Let `f(x) = tan^(-1) (x^2-18x + a) gt 0 x in R`. Then the value of a lies in

To solve the problem, we need to analyze the function \( f(x) = \tan^{-1}(x^2 - 18x + a) \) and determine the conditions under which this function is greater than zero for all \( x \in \mathbb{R} \). ### Step-by-Step Solution: 1. **Understanding the Function**: We know that the function \( \tan^{-1}(y) > 0 \) when \( y > 0 \). Therefore, we need to ensure that: \[ x^2 - 18x + a > 0 \quad \text{for all } x \in \mathbb{R} \] 2. **Analyzing the Quadratic**: The expression \( x^2 - 18x + a \) is a quadratic function in \( x \). For this quadratic to be positive for all real numbers \( x \), its discriminant must be less than zero. 3. **Finding the Discriminant**: The discriminant \( D \) of the quadratic \( ax^2 + bx + c \) is given by: \[ D = b^2 - 4ac \] Here, \( a = 1 \), \( b = -18 \), and \( c = a \).

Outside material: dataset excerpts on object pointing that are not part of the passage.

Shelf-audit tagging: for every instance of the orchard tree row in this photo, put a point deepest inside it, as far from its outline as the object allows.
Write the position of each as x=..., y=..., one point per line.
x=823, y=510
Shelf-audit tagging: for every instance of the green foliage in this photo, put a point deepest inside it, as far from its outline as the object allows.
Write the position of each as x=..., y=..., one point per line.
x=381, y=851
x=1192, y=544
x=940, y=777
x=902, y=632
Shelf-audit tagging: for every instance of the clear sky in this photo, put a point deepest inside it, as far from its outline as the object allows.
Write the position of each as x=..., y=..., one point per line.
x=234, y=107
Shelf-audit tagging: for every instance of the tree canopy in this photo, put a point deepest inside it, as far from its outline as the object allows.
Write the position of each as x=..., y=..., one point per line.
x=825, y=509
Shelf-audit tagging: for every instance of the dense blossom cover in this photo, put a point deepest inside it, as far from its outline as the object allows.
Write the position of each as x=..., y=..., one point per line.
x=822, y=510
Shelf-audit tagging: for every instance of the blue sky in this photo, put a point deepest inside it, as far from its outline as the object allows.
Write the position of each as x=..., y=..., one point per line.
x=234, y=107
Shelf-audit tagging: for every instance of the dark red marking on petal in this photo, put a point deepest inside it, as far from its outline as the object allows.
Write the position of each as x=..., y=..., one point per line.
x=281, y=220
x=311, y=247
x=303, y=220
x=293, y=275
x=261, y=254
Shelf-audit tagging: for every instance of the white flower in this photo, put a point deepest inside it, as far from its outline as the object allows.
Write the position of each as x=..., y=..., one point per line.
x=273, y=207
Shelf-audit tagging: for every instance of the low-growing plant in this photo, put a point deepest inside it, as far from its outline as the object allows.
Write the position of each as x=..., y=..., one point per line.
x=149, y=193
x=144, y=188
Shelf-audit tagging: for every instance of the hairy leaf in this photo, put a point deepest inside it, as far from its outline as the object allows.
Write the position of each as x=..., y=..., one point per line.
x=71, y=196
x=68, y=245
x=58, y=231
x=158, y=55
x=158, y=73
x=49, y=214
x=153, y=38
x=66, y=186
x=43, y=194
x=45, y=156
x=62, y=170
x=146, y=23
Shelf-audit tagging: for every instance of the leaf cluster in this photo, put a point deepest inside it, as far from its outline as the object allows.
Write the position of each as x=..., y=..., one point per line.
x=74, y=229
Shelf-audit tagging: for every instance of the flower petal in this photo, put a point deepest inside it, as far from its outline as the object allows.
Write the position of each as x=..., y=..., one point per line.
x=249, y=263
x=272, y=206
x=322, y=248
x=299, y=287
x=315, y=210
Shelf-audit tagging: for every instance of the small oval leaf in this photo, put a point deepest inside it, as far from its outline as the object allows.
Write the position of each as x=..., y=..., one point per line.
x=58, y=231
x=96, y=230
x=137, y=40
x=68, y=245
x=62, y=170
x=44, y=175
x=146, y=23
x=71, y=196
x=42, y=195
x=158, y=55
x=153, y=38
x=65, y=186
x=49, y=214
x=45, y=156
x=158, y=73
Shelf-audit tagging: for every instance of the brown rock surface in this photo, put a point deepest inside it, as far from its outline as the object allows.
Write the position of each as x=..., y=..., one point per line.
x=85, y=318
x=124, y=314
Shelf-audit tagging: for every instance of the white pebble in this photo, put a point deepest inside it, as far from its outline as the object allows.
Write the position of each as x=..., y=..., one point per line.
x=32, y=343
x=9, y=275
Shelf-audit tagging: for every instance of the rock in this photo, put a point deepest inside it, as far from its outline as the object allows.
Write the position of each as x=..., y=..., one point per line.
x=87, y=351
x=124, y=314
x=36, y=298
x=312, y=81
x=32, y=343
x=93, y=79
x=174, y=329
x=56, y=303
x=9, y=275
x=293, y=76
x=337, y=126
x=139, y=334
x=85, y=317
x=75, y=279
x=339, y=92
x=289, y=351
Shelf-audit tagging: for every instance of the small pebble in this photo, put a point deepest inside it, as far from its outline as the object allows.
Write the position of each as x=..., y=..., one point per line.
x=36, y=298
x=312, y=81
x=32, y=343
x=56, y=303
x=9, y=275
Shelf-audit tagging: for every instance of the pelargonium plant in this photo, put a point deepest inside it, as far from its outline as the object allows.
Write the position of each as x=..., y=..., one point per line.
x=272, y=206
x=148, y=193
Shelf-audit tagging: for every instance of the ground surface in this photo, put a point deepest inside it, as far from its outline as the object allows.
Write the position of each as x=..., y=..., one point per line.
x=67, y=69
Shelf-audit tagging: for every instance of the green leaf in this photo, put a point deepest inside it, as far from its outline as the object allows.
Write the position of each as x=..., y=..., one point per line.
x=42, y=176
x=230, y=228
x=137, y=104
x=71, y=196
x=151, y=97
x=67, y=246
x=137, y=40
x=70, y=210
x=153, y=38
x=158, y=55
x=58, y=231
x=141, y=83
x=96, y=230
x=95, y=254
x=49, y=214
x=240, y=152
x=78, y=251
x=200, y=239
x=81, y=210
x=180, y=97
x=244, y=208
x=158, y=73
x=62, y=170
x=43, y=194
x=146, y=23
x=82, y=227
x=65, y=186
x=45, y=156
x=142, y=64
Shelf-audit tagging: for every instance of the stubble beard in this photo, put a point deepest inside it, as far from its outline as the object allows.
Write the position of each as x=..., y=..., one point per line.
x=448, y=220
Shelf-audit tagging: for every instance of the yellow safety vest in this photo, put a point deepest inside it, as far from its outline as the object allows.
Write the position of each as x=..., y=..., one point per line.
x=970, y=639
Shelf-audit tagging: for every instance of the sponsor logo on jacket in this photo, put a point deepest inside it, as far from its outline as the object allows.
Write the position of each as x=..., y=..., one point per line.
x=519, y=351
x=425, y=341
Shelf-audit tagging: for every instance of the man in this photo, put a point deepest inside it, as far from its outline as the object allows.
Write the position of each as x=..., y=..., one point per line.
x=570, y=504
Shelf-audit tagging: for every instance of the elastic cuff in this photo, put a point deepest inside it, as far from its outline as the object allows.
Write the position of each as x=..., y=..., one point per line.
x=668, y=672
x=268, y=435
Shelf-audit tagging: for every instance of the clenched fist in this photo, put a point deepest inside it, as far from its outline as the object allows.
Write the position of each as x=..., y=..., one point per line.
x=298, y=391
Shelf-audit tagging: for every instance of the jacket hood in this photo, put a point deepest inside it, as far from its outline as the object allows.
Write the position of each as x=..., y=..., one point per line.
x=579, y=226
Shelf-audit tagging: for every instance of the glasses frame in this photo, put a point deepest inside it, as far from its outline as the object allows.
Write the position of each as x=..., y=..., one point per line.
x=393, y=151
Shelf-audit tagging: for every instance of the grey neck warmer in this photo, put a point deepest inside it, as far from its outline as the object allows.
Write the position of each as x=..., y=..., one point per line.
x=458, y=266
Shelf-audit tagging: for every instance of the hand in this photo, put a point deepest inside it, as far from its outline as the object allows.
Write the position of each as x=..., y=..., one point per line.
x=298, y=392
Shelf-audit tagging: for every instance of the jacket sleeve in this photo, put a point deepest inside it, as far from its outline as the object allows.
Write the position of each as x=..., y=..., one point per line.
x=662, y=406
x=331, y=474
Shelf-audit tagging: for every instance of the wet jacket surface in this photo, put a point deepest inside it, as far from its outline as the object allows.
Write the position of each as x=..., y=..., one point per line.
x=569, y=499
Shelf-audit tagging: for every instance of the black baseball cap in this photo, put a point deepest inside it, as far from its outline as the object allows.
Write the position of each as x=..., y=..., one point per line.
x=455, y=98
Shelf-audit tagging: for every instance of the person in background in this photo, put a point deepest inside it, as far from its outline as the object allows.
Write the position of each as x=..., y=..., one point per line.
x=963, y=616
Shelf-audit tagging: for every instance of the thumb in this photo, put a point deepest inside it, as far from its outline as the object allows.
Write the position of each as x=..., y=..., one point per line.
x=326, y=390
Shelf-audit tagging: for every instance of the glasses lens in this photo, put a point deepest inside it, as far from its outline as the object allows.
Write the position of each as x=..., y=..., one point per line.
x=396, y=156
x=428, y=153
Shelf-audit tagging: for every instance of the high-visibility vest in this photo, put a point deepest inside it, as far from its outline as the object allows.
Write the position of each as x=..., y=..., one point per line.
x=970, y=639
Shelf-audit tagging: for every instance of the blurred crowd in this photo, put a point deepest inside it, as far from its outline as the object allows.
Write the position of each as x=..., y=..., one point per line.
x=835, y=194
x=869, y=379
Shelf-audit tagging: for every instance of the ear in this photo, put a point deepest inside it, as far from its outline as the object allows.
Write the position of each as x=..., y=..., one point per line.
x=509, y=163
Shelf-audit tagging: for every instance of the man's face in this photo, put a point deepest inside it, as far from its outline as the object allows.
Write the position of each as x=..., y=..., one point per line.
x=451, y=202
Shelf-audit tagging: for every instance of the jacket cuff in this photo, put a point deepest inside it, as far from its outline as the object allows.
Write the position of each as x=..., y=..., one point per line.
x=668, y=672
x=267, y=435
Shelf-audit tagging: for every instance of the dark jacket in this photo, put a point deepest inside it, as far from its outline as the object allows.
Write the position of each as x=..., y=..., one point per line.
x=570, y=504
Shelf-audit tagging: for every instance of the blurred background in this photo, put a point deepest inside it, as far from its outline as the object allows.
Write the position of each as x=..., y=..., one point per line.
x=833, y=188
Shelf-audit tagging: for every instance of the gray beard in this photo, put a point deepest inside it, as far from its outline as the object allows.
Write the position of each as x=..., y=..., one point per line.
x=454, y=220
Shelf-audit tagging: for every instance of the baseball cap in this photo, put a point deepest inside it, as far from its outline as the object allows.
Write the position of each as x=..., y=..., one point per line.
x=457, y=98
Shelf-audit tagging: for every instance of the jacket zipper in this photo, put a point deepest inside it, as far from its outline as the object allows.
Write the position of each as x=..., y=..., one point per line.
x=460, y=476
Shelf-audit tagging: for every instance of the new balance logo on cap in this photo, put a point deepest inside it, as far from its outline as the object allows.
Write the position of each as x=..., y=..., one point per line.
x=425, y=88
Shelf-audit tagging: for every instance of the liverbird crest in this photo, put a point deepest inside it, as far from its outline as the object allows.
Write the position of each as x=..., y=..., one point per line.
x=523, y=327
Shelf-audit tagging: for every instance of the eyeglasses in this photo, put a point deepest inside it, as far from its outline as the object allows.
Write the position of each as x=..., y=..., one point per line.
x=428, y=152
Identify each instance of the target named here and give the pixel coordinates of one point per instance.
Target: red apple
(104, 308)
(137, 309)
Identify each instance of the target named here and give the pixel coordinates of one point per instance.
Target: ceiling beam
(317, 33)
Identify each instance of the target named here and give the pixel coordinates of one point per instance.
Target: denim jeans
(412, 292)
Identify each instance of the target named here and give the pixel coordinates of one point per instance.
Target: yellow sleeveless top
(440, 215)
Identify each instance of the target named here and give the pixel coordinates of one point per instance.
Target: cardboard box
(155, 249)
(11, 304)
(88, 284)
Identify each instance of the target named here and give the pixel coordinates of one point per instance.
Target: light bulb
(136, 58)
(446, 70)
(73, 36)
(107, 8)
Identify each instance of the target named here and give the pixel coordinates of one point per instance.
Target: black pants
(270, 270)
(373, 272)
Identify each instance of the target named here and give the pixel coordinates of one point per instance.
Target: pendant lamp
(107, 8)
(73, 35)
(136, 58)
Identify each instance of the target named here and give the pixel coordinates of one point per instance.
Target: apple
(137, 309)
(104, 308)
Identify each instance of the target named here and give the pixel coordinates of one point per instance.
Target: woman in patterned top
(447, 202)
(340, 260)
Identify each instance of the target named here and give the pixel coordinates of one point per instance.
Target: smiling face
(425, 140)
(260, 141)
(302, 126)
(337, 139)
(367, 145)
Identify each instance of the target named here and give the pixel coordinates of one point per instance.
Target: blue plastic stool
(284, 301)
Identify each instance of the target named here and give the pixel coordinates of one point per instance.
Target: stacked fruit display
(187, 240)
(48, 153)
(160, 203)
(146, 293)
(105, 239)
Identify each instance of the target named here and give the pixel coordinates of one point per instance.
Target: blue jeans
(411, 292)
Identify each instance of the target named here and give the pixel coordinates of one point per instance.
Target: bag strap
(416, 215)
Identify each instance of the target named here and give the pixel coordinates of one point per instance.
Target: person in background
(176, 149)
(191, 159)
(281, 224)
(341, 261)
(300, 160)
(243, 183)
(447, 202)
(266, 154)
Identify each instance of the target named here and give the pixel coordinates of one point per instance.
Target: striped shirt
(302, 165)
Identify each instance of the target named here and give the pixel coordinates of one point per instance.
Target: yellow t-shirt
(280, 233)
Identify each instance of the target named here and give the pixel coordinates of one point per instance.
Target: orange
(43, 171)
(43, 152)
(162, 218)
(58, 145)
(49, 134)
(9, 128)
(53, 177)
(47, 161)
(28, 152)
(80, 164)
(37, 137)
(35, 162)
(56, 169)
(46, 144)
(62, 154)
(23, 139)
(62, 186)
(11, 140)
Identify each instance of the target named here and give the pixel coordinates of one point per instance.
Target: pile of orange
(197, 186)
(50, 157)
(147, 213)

Thus, the discriminant is: \[ D = (-18)^2 - 4 \cdot 1 \cdot a = 324 - 4a \] 4. **Setting the Discriminant Condition**: For the quadratic to be positive for all \( x \), we require: \[ D < 0 \implies 324 - 4a < 0 \] 5. **Solving the Inequality**: Rearranging the inequality gives: \[ 324 < 4a \] Dividing both sides by 4: \[ 81 < a \quad \text{or} \quad a > 81 \] 6. **Conclusion**: Therefore, the value of \( a \) must be greater than 81. In interval notation, this can be expressed as: \[ a \in (81, \infty) \] ### Final Answer: The value of \( a \) lies in the interval \( (81, \infty) \).